Jake was duller than
Otto. He could scarcely read, wrote even his name with difficulty, and he
had a violent temper which sometimes made him behave like a crazy man--tore
him all to pieces and actually made him ill. But he was so soft-hearted
that anyone could impose upon him. If he, as he said, `forgot himself' and
swore before grandmother, he went about depressed and shamefaced all day.
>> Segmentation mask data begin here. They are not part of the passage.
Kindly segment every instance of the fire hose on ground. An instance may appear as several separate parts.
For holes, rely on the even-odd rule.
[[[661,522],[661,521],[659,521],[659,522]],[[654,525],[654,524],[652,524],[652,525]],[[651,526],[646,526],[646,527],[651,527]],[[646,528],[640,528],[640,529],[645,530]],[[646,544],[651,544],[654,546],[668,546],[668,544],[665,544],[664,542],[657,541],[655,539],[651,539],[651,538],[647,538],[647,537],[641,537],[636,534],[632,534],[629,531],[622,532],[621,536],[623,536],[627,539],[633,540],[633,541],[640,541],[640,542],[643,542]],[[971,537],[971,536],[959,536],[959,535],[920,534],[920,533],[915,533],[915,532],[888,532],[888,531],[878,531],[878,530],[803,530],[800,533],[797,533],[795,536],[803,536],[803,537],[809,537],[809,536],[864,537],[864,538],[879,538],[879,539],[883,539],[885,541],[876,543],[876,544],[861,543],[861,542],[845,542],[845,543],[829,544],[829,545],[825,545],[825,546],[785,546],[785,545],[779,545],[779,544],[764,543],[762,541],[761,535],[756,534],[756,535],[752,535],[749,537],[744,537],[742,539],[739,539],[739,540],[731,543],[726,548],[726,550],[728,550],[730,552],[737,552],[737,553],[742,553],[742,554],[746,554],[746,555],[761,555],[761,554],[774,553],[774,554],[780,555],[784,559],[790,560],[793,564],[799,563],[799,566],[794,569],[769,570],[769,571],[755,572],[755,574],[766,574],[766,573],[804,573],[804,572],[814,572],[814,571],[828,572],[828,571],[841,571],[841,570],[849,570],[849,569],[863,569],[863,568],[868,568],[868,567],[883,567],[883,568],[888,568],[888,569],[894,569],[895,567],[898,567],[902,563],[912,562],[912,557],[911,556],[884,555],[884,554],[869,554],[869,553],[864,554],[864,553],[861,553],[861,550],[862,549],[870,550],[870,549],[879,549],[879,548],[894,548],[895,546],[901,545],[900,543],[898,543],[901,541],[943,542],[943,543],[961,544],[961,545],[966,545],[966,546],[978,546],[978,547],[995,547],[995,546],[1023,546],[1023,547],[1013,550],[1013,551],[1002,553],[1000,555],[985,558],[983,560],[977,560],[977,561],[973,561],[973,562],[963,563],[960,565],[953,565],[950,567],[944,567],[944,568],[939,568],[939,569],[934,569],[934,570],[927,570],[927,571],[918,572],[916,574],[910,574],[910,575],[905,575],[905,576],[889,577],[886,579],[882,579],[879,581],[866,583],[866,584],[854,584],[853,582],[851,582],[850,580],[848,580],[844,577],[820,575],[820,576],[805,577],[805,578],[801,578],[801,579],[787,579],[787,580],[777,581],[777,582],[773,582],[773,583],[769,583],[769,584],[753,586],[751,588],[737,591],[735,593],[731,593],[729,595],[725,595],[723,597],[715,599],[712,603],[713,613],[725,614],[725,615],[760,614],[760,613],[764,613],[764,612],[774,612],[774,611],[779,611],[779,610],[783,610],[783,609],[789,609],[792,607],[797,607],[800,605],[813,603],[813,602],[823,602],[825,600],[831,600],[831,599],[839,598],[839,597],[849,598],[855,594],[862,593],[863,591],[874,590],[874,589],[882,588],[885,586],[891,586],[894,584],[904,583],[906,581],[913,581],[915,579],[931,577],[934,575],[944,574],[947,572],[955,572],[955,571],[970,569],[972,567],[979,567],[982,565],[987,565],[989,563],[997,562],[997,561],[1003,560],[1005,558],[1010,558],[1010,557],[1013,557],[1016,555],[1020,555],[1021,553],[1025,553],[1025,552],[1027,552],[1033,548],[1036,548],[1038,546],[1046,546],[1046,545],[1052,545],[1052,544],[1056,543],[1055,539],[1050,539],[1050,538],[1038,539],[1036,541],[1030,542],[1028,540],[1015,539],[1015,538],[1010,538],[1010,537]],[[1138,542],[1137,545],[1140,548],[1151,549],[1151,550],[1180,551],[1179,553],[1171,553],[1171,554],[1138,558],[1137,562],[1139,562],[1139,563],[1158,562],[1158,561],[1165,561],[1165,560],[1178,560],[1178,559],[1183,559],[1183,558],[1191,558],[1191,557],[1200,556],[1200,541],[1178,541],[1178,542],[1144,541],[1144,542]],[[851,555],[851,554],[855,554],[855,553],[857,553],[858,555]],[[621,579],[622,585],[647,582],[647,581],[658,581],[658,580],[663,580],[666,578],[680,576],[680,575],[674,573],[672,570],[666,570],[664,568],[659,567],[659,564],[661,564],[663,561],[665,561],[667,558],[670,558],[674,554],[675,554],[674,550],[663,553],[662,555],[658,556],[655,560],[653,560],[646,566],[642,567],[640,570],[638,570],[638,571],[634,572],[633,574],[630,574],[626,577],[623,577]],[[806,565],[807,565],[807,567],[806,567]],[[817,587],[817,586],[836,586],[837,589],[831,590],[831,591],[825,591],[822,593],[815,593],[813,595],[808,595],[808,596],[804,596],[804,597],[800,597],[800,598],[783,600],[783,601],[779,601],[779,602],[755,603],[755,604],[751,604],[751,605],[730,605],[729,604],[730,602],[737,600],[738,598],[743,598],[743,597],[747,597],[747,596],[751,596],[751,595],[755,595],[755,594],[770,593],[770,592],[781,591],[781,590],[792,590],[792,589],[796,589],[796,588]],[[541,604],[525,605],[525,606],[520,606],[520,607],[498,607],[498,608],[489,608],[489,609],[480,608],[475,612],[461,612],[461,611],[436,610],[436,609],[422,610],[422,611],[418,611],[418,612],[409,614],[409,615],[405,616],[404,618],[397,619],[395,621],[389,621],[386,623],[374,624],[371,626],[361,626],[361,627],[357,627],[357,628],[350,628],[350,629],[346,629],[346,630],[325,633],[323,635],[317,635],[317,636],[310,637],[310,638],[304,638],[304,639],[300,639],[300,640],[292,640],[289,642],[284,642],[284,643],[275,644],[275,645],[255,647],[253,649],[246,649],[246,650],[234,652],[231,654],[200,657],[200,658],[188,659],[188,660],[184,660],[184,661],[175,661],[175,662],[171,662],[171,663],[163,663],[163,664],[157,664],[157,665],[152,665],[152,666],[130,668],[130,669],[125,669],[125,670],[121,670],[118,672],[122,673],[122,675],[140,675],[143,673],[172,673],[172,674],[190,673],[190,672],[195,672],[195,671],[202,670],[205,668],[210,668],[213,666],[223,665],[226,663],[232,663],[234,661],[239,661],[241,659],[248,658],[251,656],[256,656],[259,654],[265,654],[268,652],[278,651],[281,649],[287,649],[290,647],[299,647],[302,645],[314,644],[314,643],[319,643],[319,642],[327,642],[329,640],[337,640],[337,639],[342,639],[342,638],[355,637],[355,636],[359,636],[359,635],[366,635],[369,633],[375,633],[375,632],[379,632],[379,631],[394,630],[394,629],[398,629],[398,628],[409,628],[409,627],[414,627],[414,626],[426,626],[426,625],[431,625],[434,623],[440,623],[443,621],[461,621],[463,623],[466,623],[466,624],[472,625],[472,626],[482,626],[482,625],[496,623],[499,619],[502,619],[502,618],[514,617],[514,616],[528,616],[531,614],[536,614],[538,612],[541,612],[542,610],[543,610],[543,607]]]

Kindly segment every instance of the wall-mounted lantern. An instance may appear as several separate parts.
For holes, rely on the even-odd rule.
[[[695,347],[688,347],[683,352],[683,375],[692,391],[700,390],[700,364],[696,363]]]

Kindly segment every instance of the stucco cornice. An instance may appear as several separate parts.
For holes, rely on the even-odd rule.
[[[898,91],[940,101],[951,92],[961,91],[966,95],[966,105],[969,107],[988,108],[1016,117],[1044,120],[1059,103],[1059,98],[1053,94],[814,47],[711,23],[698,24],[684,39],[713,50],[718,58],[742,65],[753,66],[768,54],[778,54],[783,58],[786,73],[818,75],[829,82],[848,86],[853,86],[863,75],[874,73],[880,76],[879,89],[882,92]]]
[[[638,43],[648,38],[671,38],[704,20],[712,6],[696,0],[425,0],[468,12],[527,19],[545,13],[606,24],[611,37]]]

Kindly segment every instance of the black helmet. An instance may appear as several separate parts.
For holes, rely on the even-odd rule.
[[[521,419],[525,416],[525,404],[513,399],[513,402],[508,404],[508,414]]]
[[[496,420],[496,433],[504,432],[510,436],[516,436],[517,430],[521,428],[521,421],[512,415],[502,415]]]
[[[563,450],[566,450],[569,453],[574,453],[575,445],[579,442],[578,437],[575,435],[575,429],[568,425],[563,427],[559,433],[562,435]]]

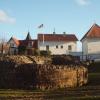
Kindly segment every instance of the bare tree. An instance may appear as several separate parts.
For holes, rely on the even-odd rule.
[[[4,49],[5,49],[6,43],[7,43],[6,38],[5,38],[4,36],[2,36],[2,37],[0,38],[0,52],[1,52],[2,55],[3,55],[3,53],[4,53]]]

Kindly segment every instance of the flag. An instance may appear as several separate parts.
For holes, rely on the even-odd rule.
[[[39,26],[38,26],[38,28],[43,28],[43,26],[44,26],[44,25],[43,25],[43,24],[41,24],[41,25],[39,25]]]

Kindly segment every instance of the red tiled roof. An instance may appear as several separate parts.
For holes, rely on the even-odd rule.
[[[78,41],[74,34],[38,34],[39,41]]]
[[[85,38],[100,38],[100,26],[94,24],[89,31],[83,36],[81,41]]]
[[[19,46],[20,42],[19,42],[18,39],[16,39],[15,37],[11,37],[9,41],[11,41],[11,40],[13,40],[13,41],[15,42],[15,44],[16,44],[17,46]],[[9,41],[8,41],[8,42],[9,42]]]
[[[37,40],[19,40],[21,46],[28,46],[29,43],[32,43],[33,48],[38,47],[38,41]]]
[[[18,39],[16,39],[15,37],[12,37],[12,39],[14,40],[14,42],[16,43],[16,45],[17,45],[17,46],[19,46],[19,45],[20,45],[20,42],[19,42],[19,40],[18,40]]]
[[[21,46],[28,46],[29,43],[32,43],[32,47],[33,48],[37,48],[38,47],[38,41],[37,40],[18,40],[15,37],[11,37],[10,40],[11,39],[13,39],[13,41],[16,43],[17,46],[20,46],[20,45]]]

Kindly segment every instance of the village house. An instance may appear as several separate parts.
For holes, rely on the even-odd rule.
[[[100,26],[94,24],[81,39],[83,56],[88,59],[100,58]]]
[[[74,34],[38,34],[38,49],[49,50],[51,55],[68,55],[77,51],[77,37]]]
[[[9,53],[18,54],[19,46],[27,48],[27,54],[31,54],[30,49],[35,48],[40,51],[50,51],[51,55],[68,55],[77,51],[77,37],[74,34],[38,34],[37,40],[33,40],[28,32],[25,40],[18,40],[14,37],[8,41]]]
[[[9,54],[18,54],[19,47],[25,48],[26,54],[31,54],[31,49],[37,48],[37,40],[32,39],[29,32],[25,40],[18,40],[11,37],[7,44],[9,45]]]

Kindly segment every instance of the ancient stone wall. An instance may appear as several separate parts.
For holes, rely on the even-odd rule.
[[[87,81],[87,68],[79,65],[18,65],[0,61],[0,88],[44,90],[82,86]]]

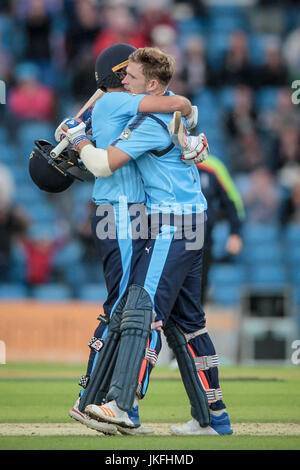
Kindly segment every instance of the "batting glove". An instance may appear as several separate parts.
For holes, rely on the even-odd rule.
[[[59,124],[59,126],[57,126],[57,128],[55,129],[54,138],[55,138],[56,142],[61,142],[63,139],[65,139],[66,134],[62,131],[62,126],[63,126],[63,125],[65,124],[65,122],[67,122],[69,119],[72,119],[72,118],[71,118],[71,117],[65,118],[65,119]]]
[[[186,129],[190,131],[191,129],[194,129],[194,127],[197,126],[198,124],[198,107],[197,106],[192,106],[192,114],[189,118],[186,119]]]
[[[61,126],[62,132],[65,134],[69,142],[78,150],[78,145],[83,142],[89,142],[86,136],[86,126],[80,119],[67,119]]]
[[[207,138],[203,133],[198,136],[186,135],[182,149],[181,160],[187,165],[203,162],[209,155]]]

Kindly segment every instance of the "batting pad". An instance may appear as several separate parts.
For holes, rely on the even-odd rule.
[[[164,327],[164,334],[169,347],[175,354],[181,378],[190,400],[191,415],[199,422],[200,426],[209,426],[210,411],[206,391],[198,378],[195,361],[188,349],[185,335],[171,319]]]
[[[121,319],[126,298],[123,298],[114,311],[108,327],[108,334],[103,348],[97,353],[97,362],[91,374],[87,388],[79,402],[79,411],[84,412],[87,405],[101,405],[105,398],[118,357],[121,335]]]
[[[129,411],[133,406],[152,318],[148,292],[141,286],[130,286],[122,315],[118,359],[107,394],[107,401],[115,400],[123,411]]]

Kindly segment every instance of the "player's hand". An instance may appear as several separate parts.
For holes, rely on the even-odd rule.
[[[206,136],[201,133],[198,136],[188,136],[181,160],[187,165],[203,162],[209,155],[209,146]]]
[[[191,114],[186,116],[185,119],[186,119],[185,128],[188,131],[190,131],[191,129],[194,129],[194,127],[196,127],[197,124],[198,124],[198,107],[197,106],[192,106]]]
[[[231,255],[238,255],[242,248],[243,240],[241,237],[236,233],[229,235],[226,242],[226,251]]]
[[[69,119],[72,119],[71,117],[67,117],[65,118],[60,124],[59,126],[57,126],[57,128],[55,129],[55,133],[54,133],[54,138],[56,140],[56,142],[61,142],[63,139],[65,139],[66,137],[66,134],[62,131],[62,126],[63,124],[68,121]]]
[[[65,134],[69,142],[78,150],[78,145],[83,142],[89,142],[86,136],[86,126],[80,119],[67,119],[61,126],[62,132]]]

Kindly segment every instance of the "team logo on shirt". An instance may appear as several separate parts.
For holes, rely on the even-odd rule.
[[[128,140],[130,136],[131,136],[131,130],[128,129],[128,127],[127,127],[126,129],[124,129],[124,131],[120,135],[120,139],[121,140]]]

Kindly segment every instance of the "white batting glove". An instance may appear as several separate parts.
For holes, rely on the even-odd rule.
[[[183,154],[181,160],[187,165],[203,162],[209,156],[209,146],[206,136],[201,133],[198,136],[185,135]]]
[[[197,106],[192,106],[192,113],[190,117],[185,117],[186,119],[186,126],[185,128],[190,131],[191,129],[194,129],[194,127],[197,126],[198,124],[198,107]]]
[[[85,133],[85,123],[80,119],[67,119],[61,126],[62,132],[65,134],[69,142],[78,150],[78,145],[82,142],[89,142]]]
[[[55,129],[55,133],[54,133],[54,138],[56,140],[56,142],[61,142],[65,137],[66,137],[66,134],[62,131],[62,126],[63,124],[68,121],[69,119],[72,119],[71,117],[67,117],[65,118],[60,124],[59,126],[57,126],[57,128]]]

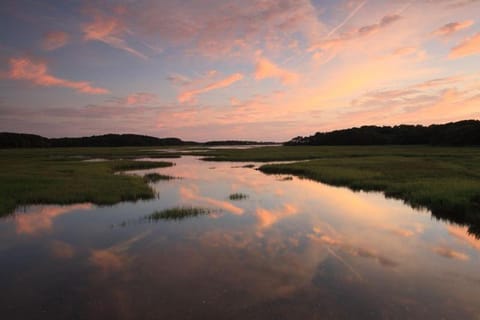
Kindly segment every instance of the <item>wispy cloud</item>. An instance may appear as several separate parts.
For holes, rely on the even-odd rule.
[[[104,14],[96,13],[88,33],[92,39],[127,51],[133,48],[126,43],[126,35],[145,44],[181,48],[189,54],[244,56],[255,52],[256,46],[287,48],[295,35],[313,39],[323,31],[310,0],[211,0],[208,5],[203,0],[188,4],[182,0],[139,0],[124,2],[121,14],[115,14],[109,2],[100,7]],[[277,36],[279,32],[282,37]]]
[[[257,208],[255,214],[258,220],[258,227],[260,229],[266,229],[277,223],[279,220],[295,215],[298,212],[299,210],[295,205],[286,203],[281,209],[276,210]]]
[[[467,227],[459,227],[455,225],[447,226],[448,234],[456,238],[463,244],[467,244],[472,248],[480,251],[480,239],[475,238],[474,235],[468,233]]]
[[[480,54],[480,32],[477,32],[473,36],[466,38],[457,46],[452,48],[449,58],[456,59],[474,54]]]
[[[50,31],[44,34],[42,39],[42,48],[46,51],[52,51],[65,46],[69,41],[69,35],[63,31]]]
[[[157,102],[157,95],[150,92],[135,92],[125,97],[113,97],[106,102],[112,102],[121,106],[150,105]]]
[[[205,84],[201,87],[191,89],[191,90],[186,90],[186,91],[182,92],[178,96],[178,101],[180,103],[191,102],[191,101],[195,100],[195,98],[200,94],[207,93],[207,92],[212,91],[212,90],[217,90],[217,89],[229,87],[232,84],[234,84],[235,82],[240,81],[242,79],[243,79],[243,74],[241,74],[241,73],[231,74],[231,75],[229,75],[225,78],[215,80],[213,82],[209,82],[209,83],[207,83],[207,84]]]
[[[358,28],[351,29],[348,32],[344,32],[335,38],[325,38],[308,49],[310,52],[316,52],[316,58],[322,57],[324,61],[329,61],[340,50],[346,47],[346,45],[352,41],[373,35],[382,29],[385,29],[393,23],[399,21],[402,17],[398,14],[385,15],[379,22],[364,25]],[[328,58],[325,58],[328,57]]]
[[[58,216],[76,210],[90,210],[89,203],[68,206],[41,206],[28,214],[20,214],[15,217],[16,232],[18,234],[38,235],[42,232],[50,232],[53,221]]]
[[[450,36],[460,30],[467,29],[471,27],[474,24],[473,20],[465,20],[465,21],[460,21],[460,22],[450,22],[447,23],[437,30],[433,31],[432,34],[435,36]]]
[[[462,260],[462,261],[470,259],[470,257],[465,253],[454,250],[452,248],[445,247],[445,246],[437,246],[437,247],[434,247],[432,250],[439,256],[442,256],[448,259],[455,259],[455,260]]]
[[[259,56],[255,65],[255,79],[262,80],[267,78],[278,78],[286,85],[297,82],[299,75],[279,67],[265,57]]]
[[[180,196],[183,200],[195,200],[200,202],[201,204],[211,205],[215,208],[228,211],[235,215],[242,215],[245,211],[243,208],[237,207],[236,205],[228,201],[222,201],[211,197],[202,196],[199,194],[198,189],[196,189],[195,187],[181,187]]]
[[[106,94],[104,88],[94,87],[87,81],[71,81],[57,78],[48,72],[48,67],[43,62],[34,62],[28,58],[11,58],[8,78],[13,80],[26,80],[43,87],[71,88],[80,93]]]
[[[146,55],[129,46],[123,39],[123,36],[128,33],[128,29],[118,17],[109,17],[96,13],[93,21],[84,25],[83,33],[84,39],[87,41],[100,41],[136,57],[148,59]]]

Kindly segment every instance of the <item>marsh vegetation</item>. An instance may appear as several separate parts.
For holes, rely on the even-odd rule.
[[[476,234],[480,229],[480,148],[277,146],[182,151],[209,161],[290,161],[265,164],[259,170],[353,190],[382,191],[412,206],[426,207],[437,218],[466,224]],[[163,161],[120,160],[163,153],[167,152],[145,147],[0,150],[0,212],[5,214],[31,203],[113,204],[152,198],[154,192],[148,182],[173,177],[149,173],[142,178],[115,172],[171,166],[171,162]],[[93,158],[110,161],[83,161]],[[230,199],[244,197],[232,195]]]
[[[319,154],[322,149],[308,152]],[[9,171],[21,179],[25,178],[12,163],[27,161],[28,173],[32,168],[48,169],[55,179],[61,176],[56,170],[81,170],[73,180],[72,173],[64,173],[68,183],[89,176],[85,181],[91,185],[85,182],[77,192],[96,187],[100,177],[106,181],[120,177],[135,178],[159,197],[114,206],[25,206],[0,219],[0,274],[4,275],[5,293],[0,304],[8,319],[38,318],[39,310],[46,310],[42,319],[108,318],[123,312],[123,306],[135,318],[159,319],[184,318],[192,312],[202,315],[205,308],[210,312],[205,315],[211,318],[229,318],[235,313],[239,319],[275,318],[278,314],[308,318],[312,310],[320,308],[322,313],[313,316],[328,312],[348,319],[354,312],[370,319],[371,310],[379,310],[381,317],[388,318],[448,315],[470,319],[480,310],[477,283],[464,280],[477,277],[479,240],[463,226],[431,219],[428,211],[385,199],[380,193],[352,192],[310,178],[284,180],[291,175],[240,168],[245,163],[217,162],[217,169],[209,170],[211,163],[191,156],[163,169],[118,174],[117,169],[132,168],[133,164],[125,160],[84,162],[74,158],[74,153],[68,159],[37,158],[34,150],[30,151],[30,159],[11,157],[15,161],[9,164]],[[248,152],[264,154],[262,149]],[[414,161],[414,167],[420,159],[394,158],[399,159],[398,166],[406,159]],[[375,159],[377,162],[368,163]],[[315,163],[321,160],[325,163]],[[355,164],[355,160],[359,162]],[[114,166],[118,161],[121,165]],[[342,161],[349,162],[339,167]],[[388,156],[331,157],[275,166],[302,165],[303,170],[322,167],[327,171],[339,167],[339,175],[348,171],[347,165],[361,164],[364,175],[358,170],[360,174],[350,178],[368,181],[369,175],[379,178],[367,175],[369,171],[392,161]],[[432,174],[434,169],[445,170],[436,166],[431,168]],[[426,168],[417,170],[411,177],[421,178],[426,172]],[[2,179],[7,171],[3,169]],[[392,176],[399,179],[400,169],[396,171],[398,177]],[[148,173],[183,179],[148,185],[143,178]],[[298,171],[295,175],[303,176]],[[69,190],[59,181],[55,185]],[[116,192],[117,181],[108,187],[103,191]],[[231,201],[233,192],[249,197]],[[25,288],[31,294],[26,294]],[[150,299],[159,292],[173,294]],[[119,294],[125,299],[119,300]],[[85,307],[78,303],[91,297],[102,304]],[[359,298],[361,306],[356,303]],[[215,303],[218,299],[225,303]],[[183,313],[185,301],[188,314]],[[242,301],[239,309],[223,307],[235,307],[238,301]]]
[[[244,200],[248,198],[248,194],[235,192],[228,196],[230,200]]]
[[[480,234],[478,147],[282,146],[213,150],[204,156],[209,161],[291,161],[265,164],[259,170],[382,191]]]
[[[0,215],[27,204],[110,205],[153,198],[155,193],[142,177],[117,174],[173,165],[165,161],[118,160],[126,155],[143,158],[151,152],[138,148],[0,150]],[[93,158],[113,160],[83,161]]]
[[[156,211],[145,218],[149,221],[182,220],[212,213],[212,209],[203,207],[174,207]]]
[[[156,172],[147,173],[143,176],[143,179],[147,182],[158,182],[160,180],[173,180],[177,179],[176,177],[172,177],[166,174],[160,174]]]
They were both of them jovial about the cold in winter and the heat in
summer, always ready to work overtime and to meet emergencies. It was a
matter of pride with them not to spare themselves. Yet they were the sort
of men who never get on, somehow, or do anything but work hard for a dollar
or two a day.
On those bitter, starlit nights, as we sat around the old stove that fed us
and warmed us and kept us cheerful, we could hear the coyotes howling down
by the corrals, and their hungry, wintry cry used to remind the boys of
wonderful animal stories; about grey wolves and bears in the Rockies,
wildcats and panthers in the Virginia mountains. Sometimes Fuchs could be
persuaded to talk about the outlaws and desperate characters he had known.
I remember one funny story about himself that made grandmother, who was
working her bread on the bread-board, laugh until she wiped her eyes with
her bare arm, her hands being floury.